Tourismusmesse in Berlin: Kugelschreiber abgreifen gehen

Auf der ITB wirbt der türkische Außenminister um deutsche Urlauber. Ansonsten gibt man sich an den Ständen der Türkei betont unpolitisch.

Die Türkei auf der ITB

Angespanntes Verhältnis? Nur, solange der Außenminister da ist. Danach business as usual! Foto: dpa

Eine Frauenstimme schallt durch Halle 2 des Messezentrums. In einem Werbefilm spricht sie von der Farbe Türkis.
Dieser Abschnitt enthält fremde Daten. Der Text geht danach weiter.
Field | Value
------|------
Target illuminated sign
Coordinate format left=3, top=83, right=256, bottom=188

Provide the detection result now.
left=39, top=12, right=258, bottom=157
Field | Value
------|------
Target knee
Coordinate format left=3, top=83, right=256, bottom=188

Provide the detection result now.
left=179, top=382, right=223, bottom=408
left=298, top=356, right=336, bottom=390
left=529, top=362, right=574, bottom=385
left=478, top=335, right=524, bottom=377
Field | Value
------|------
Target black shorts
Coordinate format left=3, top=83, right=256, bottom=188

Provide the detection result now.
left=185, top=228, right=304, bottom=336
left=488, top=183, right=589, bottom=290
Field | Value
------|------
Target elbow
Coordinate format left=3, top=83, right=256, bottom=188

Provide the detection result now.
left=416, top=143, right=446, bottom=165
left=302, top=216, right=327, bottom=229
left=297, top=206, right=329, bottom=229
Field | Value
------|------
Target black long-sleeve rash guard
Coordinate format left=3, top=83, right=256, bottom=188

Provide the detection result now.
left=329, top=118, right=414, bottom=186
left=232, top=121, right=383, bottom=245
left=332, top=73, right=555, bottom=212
Wasser. Himmel. Luft – alles türkis. Auf Hochglanzfotos sind Menschen vor türkisem Meer zu sehen, durchtrainiert und in Badekleidung. Viele Luxusressorts werben hier um zahlungskräftige Kund*innen. Aber auch der Medizin-Tourismus tritt groß auf: Haarverpflanzung, plastische Chirurgie, Zähne; verbunden mit einem Wellnessurlaub in Istanbul oder Antalya.

Seit diesem Mittwoch läuft die Internationale Tourismusbörse in Berlin. 187 Länder sind vertreten, bis Sonntag werden über 200.000 Besucher und ein Umsatz von 7 Milliarden Euro erwartet. Offizielles Partnerland ist dieses Jahr Botswana, das bedeutet, das Land kann neben der Eröffnungsfeier auch ein Programm für die kommenden Tage gestalten. 2016 waren die Malediven Partner der ITB, die Türkei war es 2010.

Es gibt in diesem Jahr aber auch eigene Ausstellungsbereiche zu Gay & Lesbian Travel, Nachhaltigem Tourismus, Unternehmensverantwortung. Die Messe ist die weltweit größte der Reisebranche und damit ein wichtiger Markt besonders für die Länder, die auf den Tourismus angewiesen sind. Die Türkei gehört dazu. Und für die lief es letztes Jahr so schlecht wie seit einem Jahrzehnt nicht mehr.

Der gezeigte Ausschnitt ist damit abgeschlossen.